Arka sokaklarda ise çocuklar zaten hep bronşitli ve çok sık hasta oluyorlar.

Pek çoğunda kronik hastalıklar mevcut.

Akraba evliliği anomalilerine sıklıkla rastlanıyor.

Vücutlarını, ellerini pek sık yıkamıyorlar.

Dezenfektan jellere harcayacak paraları yok.

Sosyal güvenlik kurumlarının ödemediği hiçbir ilacı almıyorlar.

Kötü besleniyorlar.

Çok sık ve bilinçsizce ilaç kullanıyorlar; doz, saat aralığı, ilacı tamamen bitirme kurallarına uyana pek rastlanmıyor.

İlaç kullanımları komşu tavsiyesine göre oluyor; neredeyse birbirilerini muayene edip, reçete yazıyorlar. Aile sağlığı hekimlerine istedikleri ilaçları reçeteye yazması için baskı yapıyorlar.

Arka sokaklarda öksüren, aksıran, ateşten yanan, yatak döşek yatan komşuya, kundaktaki bebek de dahil olmak üzere, topluca geçmiş olsuna gidiliyor.

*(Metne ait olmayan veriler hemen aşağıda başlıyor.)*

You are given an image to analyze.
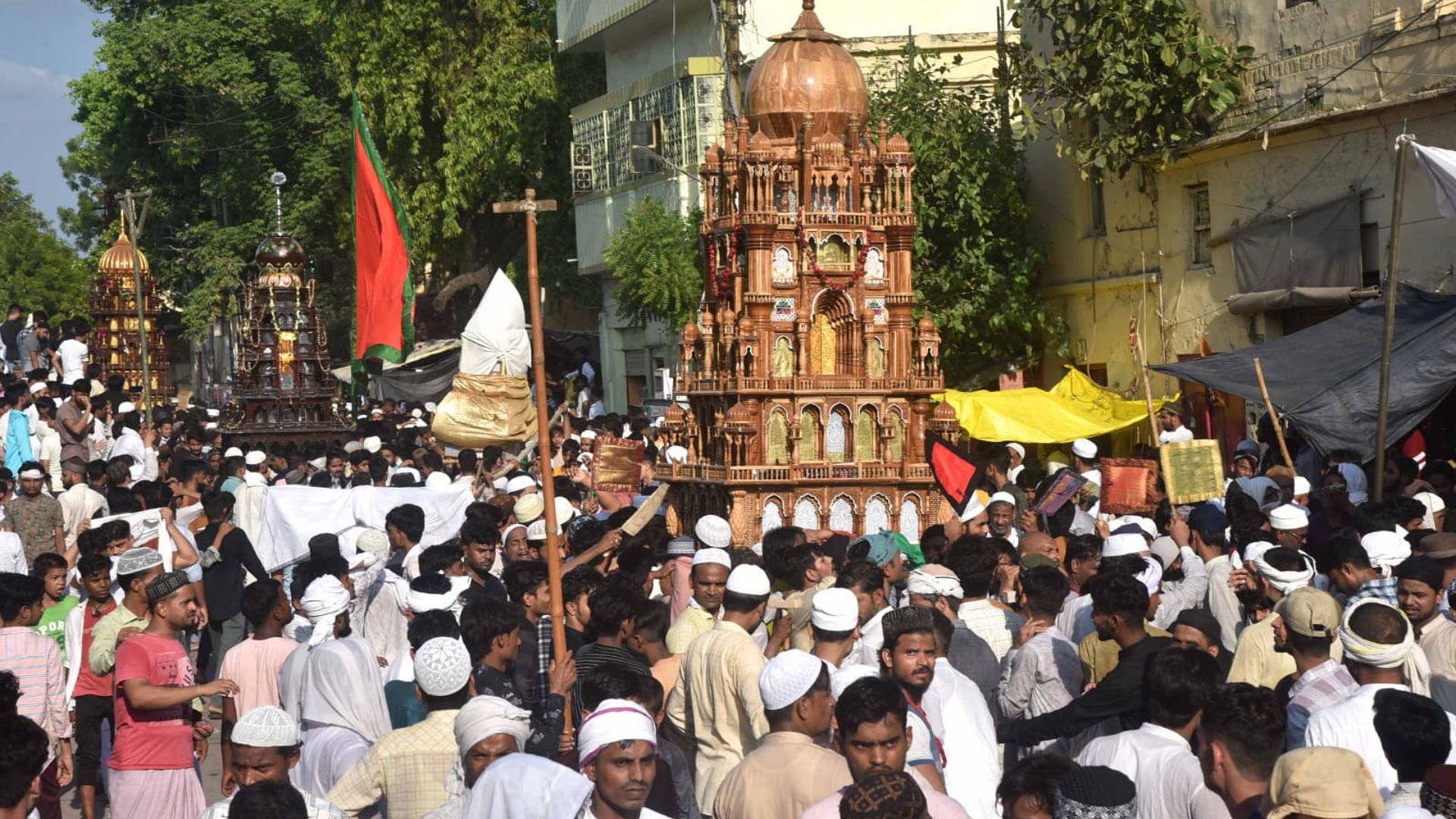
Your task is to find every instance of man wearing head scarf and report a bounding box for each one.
[1304,599,1456,792]
[329,637,470,816]
[424,697,532,819]
[108,571,237,819]
[1264,748,1385,819]
[202,705,345,819]
[576,699,667,819]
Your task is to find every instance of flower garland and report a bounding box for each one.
[793,224,869,293]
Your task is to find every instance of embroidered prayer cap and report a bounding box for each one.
[231,705,299,748]
[1274,586,1339,637]
[516,493,546,521]
[1264,748,1385,819]
[415,637,470,697]
[1269,503,1316,533]
[1051,765,1138,819]
[726,563,772,598]
[758,648,824,711]
[117,547,162,574]
[693,514,733,549]
[839,771,927,819]
[810,588,859,631]
[147,571,190,604]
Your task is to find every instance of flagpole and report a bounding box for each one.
[1374,134,1412,503]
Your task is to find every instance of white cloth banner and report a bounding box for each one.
[1410,140,1456,218]
[253,484,475,571]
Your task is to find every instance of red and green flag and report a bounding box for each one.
[354,96,415,364]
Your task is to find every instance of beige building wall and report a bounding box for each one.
[1027,0,1456,395]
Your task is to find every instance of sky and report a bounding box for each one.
[0,0,99,230]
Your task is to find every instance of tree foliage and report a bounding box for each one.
[871,44,1063,386]
[0,174,92,318]
[603,198,703,332]
[1003,0,1254,177]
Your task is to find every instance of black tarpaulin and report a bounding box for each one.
[1152,286,1456,460]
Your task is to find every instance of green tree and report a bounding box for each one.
[1003,0,1254,177]
[603,198,703,332]
[869,44,1063,386]
[0,172,92,318]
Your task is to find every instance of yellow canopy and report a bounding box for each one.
[935,367,1176,443]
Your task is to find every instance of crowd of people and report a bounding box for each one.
[0,309,1456,819]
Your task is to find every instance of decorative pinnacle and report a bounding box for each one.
[268,171,288,234]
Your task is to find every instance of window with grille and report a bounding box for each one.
[1188,185,1213,267]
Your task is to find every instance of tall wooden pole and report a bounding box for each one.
[121,188,152,427]
[494,188,571,732]
[1374,134,1410,503]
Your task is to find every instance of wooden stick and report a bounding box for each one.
[1254,356,1294,469]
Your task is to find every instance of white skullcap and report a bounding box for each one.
[505,475,536,495]
[961,491,986,523]
[1072,438,1097,460]
[693,514,733,544]
[511,489,546,521]
[300,574,350,645]
[828,664,880,699]
[1360,532,1410,577]
[231,705,299,748]
[1102,532,1147,558]
[456,697,532,756]
[354,529,389,552]
[1136,555,1163,598]
[902,563,965,599]
[405,577,470,615]
[986,493,1016,509]
[758,650,824,711]
[415,637,470,697]
[576,699,657,771]
[728,563,770,598]
[810,588,859,631]
[117,547,162,574]
[1269,503,1309,532]
[693,547,733,568]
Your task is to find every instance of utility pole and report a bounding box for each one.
[1374,134,1415,503]
[492,188,571,730]
[121,188,152,427]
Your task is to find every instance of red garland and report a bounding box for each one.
[793,224,869,293]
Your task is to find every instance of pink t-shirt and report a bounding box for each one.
[217,637,299,717]
[111,634,192,771]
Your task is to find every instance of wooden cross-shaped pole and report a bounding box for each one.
[492,188,571,726]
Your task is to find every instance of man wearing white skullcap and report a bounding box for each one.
[712,648,852,819]
[667,564,769,806]
[329,637,470,816]
[576,699,667,819]
[422,697,532,819]
[202,705,347,819]
[1304,598,1456,792]
[667,547,733,654]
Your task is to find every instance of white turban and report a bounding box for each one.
[576,699,657,771]
[1360,532,1410,577]
[446,695,532,799]
[905,563,965,599]
[301,574,350,645]
[1339,598,1431,697]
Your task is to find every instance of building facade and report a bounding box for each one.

Bulvarda H1N1’in sadece rivayeti ve korkusu dolaşıyor, belki bir ara kendi de şöyle bir uğruyor. Hastalığa yakalan olursa, ‘abartıldığı kadar da değilmiş, işte birkaç günde geçti’ diyor.

Arka sokaklardaysa virüsün korkusu değil, bizzat kendisi dolaşıyor. Dolaşmakla da kalmayıp, uzun süreli kamp kuruyor. Hastalığa mutlaka yakalanıyor, ‘kısmet’ diyor.

Bulvar ile arka sokak arasındaki uçurum günden güne büyüyor, çünkü bulvardaki evde en çok üç çocuk var, arka sokaktakinde en az üç çocuk.

En az üç çocuk yapın derken, onların okuma, iş bulma hakkını da bir kenara bırakın, bu günü yaşama hakkına en az bizim kadar yakından bakın.